Are you A PROFESSIONAL GAME DEVELOPER who makes SIX FIGURES A YEAR? Because if not your opinion is irrelevant!
Wait, game designers make six figures? Hard to believe that, at least in the RPG world. Maybe some of the higher-ups at Paizo and WotC, but I'm guessing that your average full-time game designer makes less. Who knows. But I hear your humor.
Just out of curiosity, what sort of features would be in such a program? Off the top of my head I'm guessing
- Monsters
- Map-making
- NPCs
- Encounter Builder
I've kind of littered my ideas throughout this thread, but I see it as having an "X-axis" and "Y-axis." The X-axis would be "from monster/NPC to campaign," with all of the steps in-between: encounters, short scenarios, modules, adventure paths, mega-campaigs. The Y-axis would be "from general guidelines to we'll generate it for you."

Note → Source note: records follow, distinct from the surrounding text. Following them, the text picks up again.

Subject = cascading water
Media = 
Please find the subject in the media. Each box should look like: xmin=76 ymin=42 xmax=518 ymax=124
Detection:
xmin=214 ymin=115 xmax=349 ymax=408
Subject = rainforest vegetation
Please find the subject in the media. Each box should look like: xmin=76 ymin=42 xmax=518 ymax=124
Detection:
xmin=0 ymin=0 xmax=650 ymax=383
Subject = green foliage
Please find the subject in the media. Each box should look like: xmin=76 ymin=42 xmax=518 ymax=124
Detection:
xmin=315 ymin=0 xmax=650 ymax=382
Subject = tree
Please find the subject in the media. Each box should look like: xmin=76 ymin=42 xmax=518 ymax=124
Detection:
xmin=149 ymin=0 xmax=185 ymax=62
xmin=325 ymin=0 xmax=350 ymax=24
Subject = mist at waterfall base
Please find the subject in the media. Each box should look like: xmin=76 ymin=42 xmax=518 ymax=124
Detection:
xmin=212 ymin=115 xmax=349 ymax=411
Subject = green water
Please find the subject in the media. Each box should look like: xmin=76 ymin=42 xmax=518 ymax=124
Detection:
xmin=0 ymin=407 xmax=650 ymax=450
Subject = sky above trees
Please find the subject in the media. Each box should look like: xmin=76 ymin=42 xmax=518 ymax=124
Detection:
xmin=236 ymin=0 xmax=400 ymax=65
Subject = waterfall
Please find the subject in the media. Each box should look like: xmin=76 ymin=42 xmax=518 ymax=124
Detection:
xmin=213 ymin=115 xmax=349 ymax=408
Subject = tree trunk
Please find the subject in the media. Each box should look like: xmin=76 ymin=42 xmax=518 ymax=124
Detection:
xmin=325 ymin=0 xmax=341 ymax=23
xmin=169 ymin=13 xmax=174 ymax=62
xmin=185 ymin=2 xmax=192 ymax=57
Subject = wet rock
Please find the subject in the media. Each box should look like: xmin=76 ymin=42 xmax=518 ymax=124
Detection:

So the point being, you can make both any scale of DM creation, from building NPCs and customizing monsters to entire campaigns and settings, and also do it with as much or as little guidance from the program - from a place to organize your notes, like MasterPlan, to them generating it for you, with some input of course.

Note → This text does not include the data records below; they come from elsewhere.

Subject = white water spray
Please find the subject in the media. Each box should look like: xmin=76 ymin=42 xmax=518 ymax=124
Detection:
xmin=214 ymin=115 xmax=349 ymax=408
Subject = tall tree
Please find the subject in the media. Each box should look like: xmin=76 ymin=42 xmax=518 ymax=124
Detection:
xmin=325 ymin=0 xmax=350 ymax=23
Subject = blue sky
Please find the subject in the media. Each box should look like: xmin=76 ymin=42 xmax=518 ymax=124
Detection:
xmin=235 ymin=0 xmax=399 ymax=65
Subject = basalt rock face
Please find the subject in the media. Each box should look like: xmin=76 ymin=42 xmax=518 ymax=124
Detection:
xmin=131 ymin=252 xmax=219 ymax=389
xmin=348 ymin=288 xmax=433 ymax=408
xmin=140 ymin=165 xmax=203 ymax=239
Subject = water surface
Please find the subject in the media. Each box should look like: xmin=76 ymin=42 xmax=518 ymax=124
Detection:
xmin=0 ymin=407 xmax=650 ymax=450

But, even there, I suspect they'd do better to offer a single all-inclusive subscription. The hope is that WotC recognise that DMs are disproportionately good for the game, so it is right to support them with tools even if they're a less immediately lucrative source of revenue. Which, based on recent moves by WotC, is no longer something I despair about entirely.

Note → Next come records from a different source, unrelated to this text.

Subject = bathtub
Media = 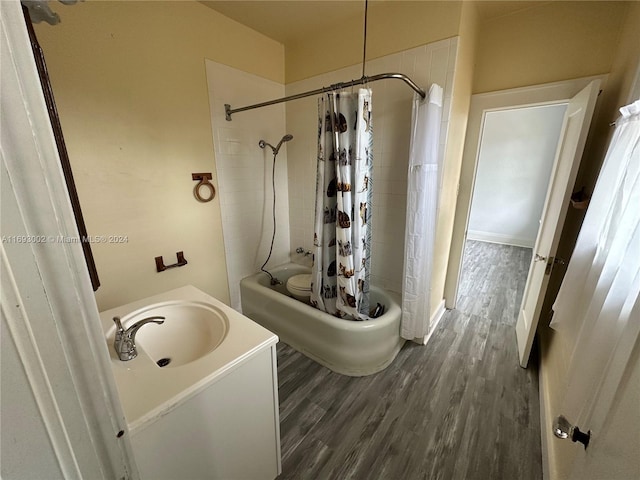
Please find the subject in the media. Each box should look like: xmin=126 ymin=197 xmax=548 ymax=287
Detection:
xmin=240 ymin=263 xmax=404 ymax=377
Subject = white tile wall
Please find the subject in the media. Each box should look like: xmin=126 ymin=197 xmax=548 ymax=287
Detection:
xmin=206 ymin=60 xmax=290 ymax=310
xmin=284 ymin=38 xmax=458 ymax=292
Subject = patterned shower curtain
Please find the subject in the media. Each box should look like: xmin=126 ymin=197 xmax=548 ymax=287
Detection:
xmin=311 ymin=89 xmax=373 ymax=320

I think you're right and that four or five tiers is too many, but I could still see two or three tiers working fine. One, a Player's Option, two a DM's expanded suite (players shouldn't be asked to purchase Adventure Design Tools and Monster Builder), and three some kind of special tier that offers exclusive content and a lmiited edition item of some kind - a mini or hardcopy annual, or a choice. Hey, maybe they can call them Heroic, Paragon, and Epic, and cost something like $10, $25, and $40 a month.